It has been almost 6 years since he’s broken up with me. Although we continue to have this off and on affair it has never been anything more. I tried.. I tried to stop talking to him but I couldn’t. I missed him, the sex, the cuddling, the friendship, the way he had made love even though he was no longer IN love with me.
So I caved.. and i messaged him. At first it was great I had missed his humor and needed a good laugh. And we almost make plans to hang out but I knew I shouldn’t not so soon. Luckily for me he didn’t pull out all his tricks and get me to change my mind the way only he can.
I knew he was out with friends.. I knew he was drinking.. I knew there would be girls.. and I knew he would be flirting.. But I didn’t need him to confirm it…
his exact words being ” Aww all these girls trust me it’s cute… they shouldn’t lol”
and just like that POW!!!! right in the pit of my stomach JEALOUSY hit.

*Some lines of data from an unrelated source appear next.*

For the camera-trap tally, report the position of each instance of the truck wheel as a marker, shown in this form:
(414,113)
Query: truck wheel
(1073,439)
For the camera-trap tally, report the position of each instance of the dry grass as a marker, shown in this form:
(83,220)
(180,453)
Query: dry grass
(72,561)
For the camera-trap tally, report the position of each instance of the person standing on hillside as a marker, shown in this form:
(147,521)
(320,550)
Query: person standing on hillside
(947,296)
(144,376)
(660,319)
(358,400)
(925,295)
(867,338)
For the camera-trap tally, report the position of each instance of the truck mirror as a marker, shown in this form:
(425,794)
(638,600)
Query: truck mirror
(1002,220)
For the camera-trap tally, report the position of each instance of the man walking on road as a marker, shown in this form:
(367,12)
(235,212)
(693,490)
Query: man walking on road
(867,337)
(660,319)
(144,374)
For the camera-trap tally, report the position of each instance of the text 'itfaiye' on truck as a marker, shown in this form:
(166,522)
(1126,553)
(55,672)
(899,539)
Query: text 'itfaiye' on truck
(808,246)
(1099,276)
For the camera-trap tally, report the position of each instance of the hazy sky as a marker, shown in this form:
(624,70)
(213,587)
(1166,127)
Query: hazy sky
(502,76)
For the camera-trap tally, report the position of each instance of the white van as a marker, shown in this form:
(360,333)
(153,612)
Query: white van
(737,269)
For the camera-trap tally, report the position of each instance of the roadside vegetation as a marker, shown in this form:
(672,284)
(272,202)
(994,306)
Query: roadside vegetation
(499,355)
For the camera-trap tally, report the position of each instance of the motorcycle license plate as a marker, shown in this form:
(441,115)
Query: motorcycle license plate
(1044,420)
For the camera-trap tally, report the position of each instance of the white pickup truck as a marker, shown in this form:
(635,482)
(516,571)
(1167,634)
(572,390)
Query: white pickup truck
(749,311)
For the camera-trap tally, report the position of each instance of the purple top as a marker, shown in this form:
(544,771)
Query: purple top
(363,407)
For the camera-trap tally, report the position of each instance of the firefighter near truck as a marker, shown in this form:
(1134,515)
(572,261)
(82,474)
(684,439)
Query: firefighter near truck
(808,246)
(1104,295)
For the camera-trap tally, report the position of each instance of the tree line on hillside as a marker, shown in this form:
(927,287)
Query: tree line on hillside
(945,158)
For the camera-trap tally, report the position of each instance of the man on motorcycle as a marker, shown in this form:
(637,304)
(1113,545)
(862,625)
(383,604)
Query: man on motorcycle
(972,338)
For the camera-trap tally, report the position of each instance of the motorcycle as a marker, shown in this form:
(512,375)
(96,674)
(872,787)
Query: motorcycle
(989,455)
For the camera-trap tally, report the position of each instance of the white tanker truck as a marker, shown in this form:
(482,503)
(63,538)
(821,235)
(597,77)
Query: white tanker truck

All I could think was.. NO shit they shouldn’t trust you.. they will just end up hurt (like me).. but of course that isn’t what I said.”those poor girls they have no idea” and i offer to let him do his thing without feeling like he should respond to my messages.. after all i can’t sound like the crazy jealous ex girlfriend..But he doesn’t take me up on that instead he says that he and his friends are about to leave and if i want to hang out..
And me being me and him being him I say yes.. SO here I go to get ready to see him… Let’s see how much i’m going to regret this in the morning.